What made Albert run
- Mad Travellers: Reflections on the Reality of Transient Mental Illnesses by Ian Hacking
Free Association, 239 pp, £15.95, April 1999, ISBN 1 85343 455 8
You wake up one morning, the whole world is grey, you have had enough of your cold, colourless life. You want to drop everything, escape, far away, where life is real. Who has not had this dream from time to time? Nothing could be more normal. The desire to escape, to travel, is deeply rooted in everyone, from the young runaway to the tourist, from the beatnik to the Sunday hiker. But suppose now that this desire to flee becomes an obsession, a truly irresistible compulsion. Suppose further that it all happens in a state of absence and you cannot remember any of it: you arrive somewhere, dazed, without the slightest idea of what happened in the interval. Obviously, you have become a pathological runaway, a mad traveller, fit for the asylum and for therapy.
So how do you get from normal escapist desire to mad travelling? What is the difference between these two, almost identical impulses? How did you become mentally ill? Besides, are you really ill? Ian Hacking has written a wonderful philosophical fable about these and several other equally fascinating questions. Its moral is simple, if somewhat untimely: what we call ‘mental illness’ is not a permanent, intangible reality. For it to develop, it needs a hospitable environment, what Hacking compares to an ecological niche. Without a facilitating environment, mental illness languishes, wastes away, disappears, or emigrates somewhere more propitious. You who dream of dropping everything, for example, there is almost no chance of your becoming a pathological fugueur. Our modern psychiatric bibles may still make room for the diagnosis of ‘dissociative fugue’, but there is no longer, in late 20th-century Europe, any ground on which that illness could truly thrive. A century ago it was different. Hacking is more precise (or peremptory): fugue, he claims, became an illness in 1887 with the publication of Philippe Tissié’s Les Aliénés Voyageurs, and it began to wane after the 1909 congress of alienists and neurologists in Nantes.
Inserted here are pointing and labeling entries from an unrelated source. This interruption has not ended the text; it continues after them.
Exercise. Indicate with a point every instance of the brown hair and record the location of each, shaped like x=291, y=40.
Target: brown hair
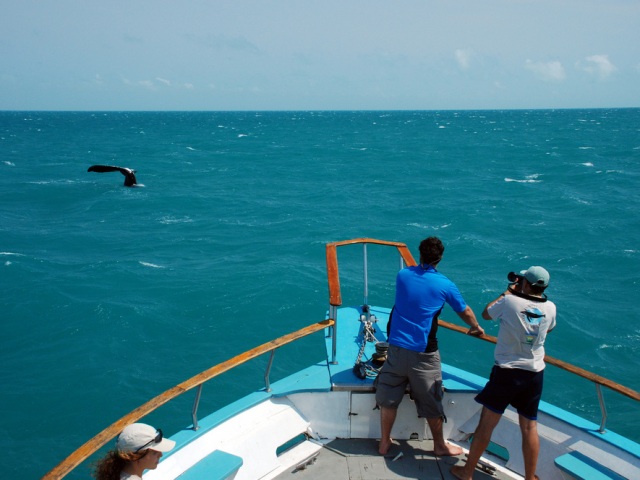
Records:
x=431, y=250
x=110, y=467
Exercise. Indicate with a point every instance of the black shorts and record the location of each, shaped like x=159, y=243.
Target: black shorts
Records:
x=513, y=386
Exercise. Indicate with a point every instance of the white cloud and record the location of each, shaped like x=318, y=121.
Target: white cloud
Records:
x=547, y=71
x=463, y=57
x=147, y=84
x=599, y=66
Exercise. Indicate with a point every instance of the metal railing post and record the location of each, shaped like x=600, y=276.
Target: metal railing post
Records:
x=333, y=315
x=268, y=371
x=194, y=410
x=366, y=276
x=603, y=408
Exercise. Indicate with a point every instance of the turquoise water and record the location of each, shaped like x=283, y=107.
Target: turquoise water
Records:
x=110, y=295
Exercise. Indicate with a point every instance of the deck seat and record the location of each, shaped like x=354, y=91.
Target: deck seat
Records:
x=582, y=467
x=218, y=465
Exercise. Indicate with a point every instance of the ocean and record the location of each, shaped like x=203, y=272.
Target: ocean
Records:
x=111, y=295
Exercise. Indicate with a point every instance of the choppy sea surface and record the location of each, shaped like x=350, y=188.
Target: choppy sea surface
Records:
x=111, y=295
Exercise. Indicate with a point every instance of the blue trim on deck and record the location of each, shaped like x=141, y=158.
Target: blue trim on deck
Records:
x=582, y=467
x=218, y=465
x=312, y=379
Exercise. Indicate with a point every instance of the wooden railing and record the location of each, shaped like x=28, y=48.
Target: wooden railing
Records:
x=90, y=447
x=335, y=300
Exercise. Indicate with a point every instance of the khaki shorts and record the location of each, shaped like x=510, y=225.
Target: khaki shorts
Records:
x=421, y=371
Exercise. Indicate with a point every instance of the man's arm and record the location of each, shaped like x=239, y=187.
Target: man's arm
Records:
x=469, y=318
x=485, y=312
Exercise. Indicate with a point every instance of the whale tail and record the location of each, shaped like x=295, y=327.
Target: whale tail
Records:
x=129, y=174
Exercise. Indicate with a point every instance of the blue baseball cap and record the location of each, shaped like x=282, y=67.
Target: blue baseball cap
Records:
x=536, y=276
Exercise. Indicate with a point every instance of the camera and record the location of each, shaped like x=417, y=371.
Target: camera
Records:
x=513, y=277
x=515, y=282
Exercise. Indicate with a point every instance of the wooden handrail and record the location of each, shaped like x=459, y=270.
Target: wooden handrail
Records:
x=616, y=387
x=335, y=297
x=90, y=447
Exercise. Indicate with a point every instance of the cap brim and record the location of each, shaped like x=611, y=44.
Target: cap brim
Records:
x=164, y=446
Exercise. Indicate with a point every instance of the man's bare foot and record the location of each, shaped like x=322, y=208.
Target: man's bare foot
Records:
x=447, y=450
x=385, y=445
x=458, y=472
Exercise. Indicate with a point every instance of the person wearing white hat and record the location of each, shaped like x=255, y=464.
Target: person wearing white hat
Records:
x=138, y=448
x=525, y=316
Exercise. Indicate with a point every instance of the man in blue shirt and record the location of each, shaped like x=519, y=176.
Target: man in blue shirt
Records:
x=413, y=356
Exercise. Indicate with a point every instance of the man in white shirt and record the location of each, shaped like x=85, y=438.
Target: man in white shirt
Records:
x=525, y=316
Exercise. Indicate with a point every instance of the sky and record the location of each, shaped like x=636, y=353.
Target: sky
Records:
x=318, y=54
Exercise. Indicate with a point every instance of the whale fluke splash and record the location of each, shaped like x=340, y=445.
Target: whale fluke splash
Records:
x=129, y=174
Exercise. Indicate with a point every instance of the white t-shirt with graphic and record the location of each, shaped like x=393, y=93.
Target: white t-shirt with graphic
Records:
x=524, y=325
Hacking even gives us the name of the first pathological fugueur: Jean-Albert Dadas, an employee in a gas equipment company in the Bordeaux region. Tissié spotted him in 1886 at the Hôpital Saint-André in Bordeaux:
He had just come from a long journey on foot and was exhausted, but that was not the cause of his tears. He wept because he could not prevent himself from departing on a trip when the need took him; he deserted family, work and daily life to walk as fast as he could, straight ahead, sometimes doing 70 kilometres a day on foot, until in the end he would be arrested for vagrancy and thrown in prison.
This strange compulsion had seized him for the first time when he was 12. He had suddenly disappeared from the gas factory where he was an apprentice, and when his brother found him in a nearby town, he had seemed to awaken from a dream, astonished to find himself there. As a rule, his attacks were preceded by migraines, insomnia and sessions of intense masturbation. Dadas would then take to the road and walk, walk, till he found himself in some place that he had heard about: Paris, Marseille, Algiers, Frankfurt, Vienna, Moscow, Constantinople (Hacking provides us with a map of his impressive peregrinations across Europe). Dadas never remembered much, but Tissié quickly realised – this was 1886, the golden age of hypnotism – that you only needed to put him under hypnosis to have him recollect the sometimes picaresque details of his travels. Tissié also had photographs taken of Dadas, in which we see him in his different states: normal (perky, smiling at us); at the end of an attack (groggy, stupid); under hypnosis (asleep, eyes closed).